Write Your Will Right Now

July 9th, 2008  |  Published in Estate Planning  |  1 Comment

If you don’t have a Last Will and Testament, head over to ILRG Legal Forms Archive’s Estate Planning section and fill out one of their templates. I just went to their Last Will and Testament (Married Adult with No Children) template, chose my state, and filled one out. You’ll have to read the law regarding Last Will and Testaments for your state to make it official but by having this document, signed with Witnesses, you at least have something. Right now, you have nothing. There is nothing that indicates what you’d like done in the event of something bad happening.

This isn’t something you should do instead of drafting an official Last Will and Testament, with the assistance of an attorney, it’s just something quick you can do now while you hem and haw about actually getting it done. 🙂

Last Will and Testament Advice: Have One!

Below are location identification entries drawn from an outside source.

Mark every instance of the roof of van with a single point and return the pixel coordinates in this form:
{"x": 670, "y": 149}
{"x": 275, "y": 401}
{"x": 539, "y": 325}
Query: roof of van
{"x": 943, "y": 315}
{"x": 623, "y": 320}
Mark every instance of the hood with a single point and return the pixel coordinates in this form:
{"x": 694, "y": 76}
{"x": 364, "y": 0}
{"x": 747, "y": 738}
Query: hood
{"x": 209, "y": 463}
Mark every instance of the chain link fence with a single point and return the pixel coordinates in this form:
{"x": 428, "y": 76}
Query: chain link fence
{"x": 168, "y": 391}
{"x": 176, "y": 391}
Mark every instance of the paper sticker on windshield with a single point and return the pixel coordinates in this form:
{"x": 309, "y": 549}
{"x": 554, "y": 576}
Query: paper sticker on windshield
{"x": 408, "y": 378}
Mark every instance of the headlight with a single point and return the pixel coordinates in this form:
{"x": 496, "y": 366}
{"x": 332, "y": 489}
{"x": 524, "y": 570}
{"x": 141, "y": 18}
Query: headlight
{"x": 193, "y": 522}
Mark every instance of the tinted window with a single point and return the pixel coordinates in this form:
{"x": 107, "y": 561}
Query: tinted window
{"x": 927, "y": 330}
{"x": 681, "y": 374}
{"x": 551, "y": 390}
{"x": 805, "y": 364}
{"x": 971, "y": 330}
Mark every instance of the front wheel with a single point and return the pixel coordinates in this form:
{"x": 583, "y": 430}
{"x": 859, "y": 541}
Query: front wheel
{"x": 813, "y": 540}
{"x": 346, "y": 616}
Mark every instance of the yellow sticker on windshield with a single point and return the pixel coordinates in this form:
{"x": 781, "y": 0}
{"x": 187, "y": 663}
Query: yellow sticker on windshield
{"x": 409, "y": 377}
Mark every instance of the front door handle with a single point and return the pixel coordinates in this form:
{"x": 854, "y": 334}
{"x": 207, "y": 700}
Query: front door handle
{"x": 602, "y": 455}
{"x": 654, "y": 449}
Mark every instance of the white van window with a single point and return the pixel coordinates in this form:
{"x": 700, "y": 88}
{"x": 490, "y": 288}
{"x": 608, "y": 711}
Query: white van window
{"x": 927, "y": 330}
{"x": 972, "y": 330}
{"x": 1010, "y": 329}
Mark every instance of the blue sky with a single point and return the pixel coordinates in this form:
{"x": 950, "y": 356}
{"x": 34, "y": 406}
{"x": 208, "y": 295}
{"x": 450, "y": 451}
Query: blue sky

June 25th, 2008  |  Published in Estate Planning  |  7 Comments

It’s never too early and never too late to draft a Last Will and Testament, if you don’t have one… get one! When it comes to Wills, you can make it as complicated or as simple as you needs require. It can be as simple as bequeathing all your worldly belongings or as complicated as adding provisions, requirements, etc. If you’ve been putting off having one written because you’ve been afraid of its complexity, don’t be!

Your Last Will and Testament carry the force of law and will rarely be overturned by a judge unless:

  • It violates the law.
  • Was written under duress or incompetence.

Executor

This is probably one of the biggest reasons why you want to have a Will. If you do not name an Executor of your estate, then the laws of the state will govern and the court will appoint an administrator. Having an Executor can simplify many problems (though it can introduce new ones) but is far superior than a third party administrator divvying up your belongings.

Bequeathing

This part names the heirs, what they are to receive, and clears up all confusion. If there are no named heirs and no direction as to how things are to be disbursed, then it goes to state law which may or may not match what you believe. Sometimes the living spouse doesn’t get everything if there are children, sometimes the children get nothing if there is a spouse, the law of the state prevails.

Having a will clears up confusion, has the potential to prevent a significant amount of in-fighting, and generally makes life a lot easier for your family. While it forces you to face your own mortality, it’s certainly better than leaving your family in disarray after you are gone.